Intervention de Jacques Durand-Gasselin

Réunion du mardi 6 novembre 2018 à 18h25
Mission d'information sur la révision de la loi relative à la bioéthique

Jacques Durand-Gasselin, médecin coordonnateur des prélèvements d'organes et de tissus du centre hospitalier de Toulon :

La pratique de la médecine hospitalière s'est transformée ces trente dernières années, tout comme les motivations des praticiens qui intègrent les équipes de greffe et les services de réanimation. Nous n'en sommes plus au temps des pionniers. Le système d'hier, qui reposait sur une implication personnelle et un dévouement sans limite, a vécu. Aujourd'hui, il est nécessaire de mutualiser des moyens émiettés. Il n'y a qu'à voir la maltraitance dont font l'objet les chefs de clinique, qui sont d'astreinte un jour sur deux pour prélever des organes tard dans la nuit, parfois à l'autre bout de la France, et reprennent du service le lendemain en bloc opératoire. La mutualisation est nécessaire. Il existe, au Benelux notamment, des modèles d'équipes formées, comptant des chirurgiens seniors, compétents et aptes à encadrer les jeunes recrues, qui se déplacent avec un anesthésiste aguerri au prélèvement.

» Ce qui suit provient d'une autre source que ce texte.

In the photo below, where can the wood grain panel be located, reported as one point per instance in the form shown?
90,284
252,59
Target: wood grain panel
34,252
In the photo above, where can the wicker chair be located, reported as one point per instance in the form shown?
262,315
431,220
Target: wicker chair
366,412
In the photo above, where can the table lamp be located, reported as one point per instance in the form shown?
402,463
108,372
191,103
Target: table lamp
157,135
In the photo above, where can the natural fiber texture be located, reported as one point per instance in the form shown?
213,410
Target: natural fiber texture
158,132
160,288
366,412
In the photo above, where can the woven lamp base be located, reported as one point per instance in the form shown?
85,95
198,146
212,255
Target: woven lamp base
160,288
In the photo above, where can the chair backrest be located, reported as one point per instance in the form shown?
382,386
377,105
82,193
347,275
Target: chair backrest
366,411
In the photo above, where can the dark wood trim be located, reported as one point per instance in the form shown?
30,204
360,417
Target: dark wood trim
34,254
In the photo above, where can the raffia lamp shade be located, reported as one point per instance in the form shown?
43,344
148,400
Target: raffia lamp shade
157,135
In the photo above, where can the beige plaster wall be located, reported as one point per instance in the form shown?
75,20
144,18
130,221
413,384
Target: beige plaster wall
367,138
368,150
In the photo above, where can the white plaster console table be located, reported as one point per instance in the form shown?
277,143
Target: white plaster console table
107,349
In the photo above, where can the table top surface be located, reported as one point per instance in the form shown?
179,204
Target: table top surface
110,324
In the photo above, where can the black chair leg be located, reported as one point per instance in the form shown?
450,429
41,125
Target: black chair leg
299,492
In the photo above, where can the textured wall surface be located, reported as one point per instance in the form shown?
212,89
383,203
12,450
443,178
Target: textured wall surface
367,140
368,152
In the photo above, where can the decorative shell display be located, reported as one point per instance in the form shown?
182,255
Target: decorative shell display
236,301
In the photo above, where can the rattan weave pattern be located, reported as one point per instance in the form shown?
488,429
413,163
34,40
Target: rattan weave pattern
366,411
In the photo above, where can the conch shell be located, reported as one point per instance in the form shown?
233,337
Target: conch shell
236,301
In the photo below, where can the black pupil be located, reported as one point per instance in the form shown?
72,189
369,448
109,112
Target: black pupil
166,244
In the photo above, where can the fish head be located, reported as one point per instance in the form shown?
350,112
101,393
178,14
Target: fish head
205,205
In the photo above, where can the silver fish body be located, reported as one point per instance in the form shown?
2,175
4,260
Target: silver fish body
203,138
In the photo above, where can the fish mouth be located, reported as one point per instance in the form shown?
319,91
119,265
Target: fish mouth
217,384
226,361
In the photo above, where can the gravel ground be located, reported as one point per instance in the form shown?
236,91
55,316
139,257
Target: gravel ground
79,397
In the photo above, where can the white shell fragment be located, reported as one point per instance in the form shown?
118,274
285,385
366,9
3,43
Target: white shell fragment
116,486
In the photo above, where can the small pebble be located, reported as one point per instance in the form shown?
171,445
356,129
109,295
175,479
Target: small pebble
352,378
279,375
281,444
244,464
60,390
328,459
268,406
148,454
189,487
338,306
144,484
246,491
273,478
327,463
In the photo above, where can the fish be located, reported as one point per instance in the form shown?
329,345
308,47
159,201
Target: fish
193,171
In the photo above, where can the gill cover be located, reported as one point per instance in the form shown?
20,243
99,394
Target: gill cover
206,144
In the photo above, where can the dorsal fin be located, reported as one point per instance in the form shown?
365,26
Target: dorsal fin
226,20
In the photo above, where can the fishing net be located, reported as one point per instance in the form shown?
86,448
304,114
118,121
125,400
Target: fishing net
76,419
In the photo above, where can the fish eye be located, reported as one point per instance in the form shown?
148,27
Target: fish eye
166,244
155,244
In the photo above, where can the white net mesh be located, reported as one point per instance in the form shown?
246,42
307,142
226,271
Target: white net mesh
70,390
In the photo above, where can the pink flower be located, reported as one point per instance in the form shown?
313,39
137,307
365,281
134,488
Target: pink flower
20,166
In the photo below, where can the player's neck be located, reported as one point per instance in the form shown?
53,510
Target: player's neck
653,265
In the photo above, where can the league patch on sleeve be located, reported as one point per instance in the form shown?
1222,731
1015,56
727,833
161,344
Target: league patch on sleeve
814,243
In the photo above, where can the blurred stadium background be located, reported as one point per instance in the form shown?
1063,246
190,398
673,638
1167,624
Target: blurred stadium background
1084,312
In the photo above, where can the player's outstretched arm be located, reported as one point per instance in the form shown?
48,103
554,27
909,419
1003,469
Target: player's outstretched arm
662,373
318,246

Il arrive que le prélèvement sur donneur décédé doive être effectué dans un établissement situé à plusieurs centaines de kilomètres de celui où la mort est survenue, et où se trouve la famille endeuillée. Cet éloignement peut susciter un refus de prélèvement de la part de cette dernière. J'estime que c'est aux équipes médicales qu'il revient de se déplacer pour réaliser l'intervention. Un hôpital ayant un donneur identifié doit pouvoir appeler le CHU afin que tous les moyens humains nécessaires lui soient envoyés. La coordination de prélèvement d'organes mobilisera l'équipe ad hoc, celle-ci devant compter un médecin capable de porter la décision de prélèvement. Il est difficile pour une infirmière de la coordination d'assumer à elle seule une telle décision. Elle n'a pas été formée à cet effet. Face à une famille désemparée qui demande conseil, elle cherchera à obtenir qu'elle accepte le prélèvement. Tel n'est pas l'esprit de la loi. Il revient à un médecin, formé pour prendre des décisions en incertitude, de prendre la responsabilité de ce choix et d'assumer le prélèvement. Une infirmière ne pourrait faire de même qu'à condition d'avoir reçu une formation très spécifique. Tant que les intervenants n'auront pas la capacité culturelle d'assumer cette décision difficile et qu'ils ressentent comme douloureuse, la loi ne sera pas appliquée.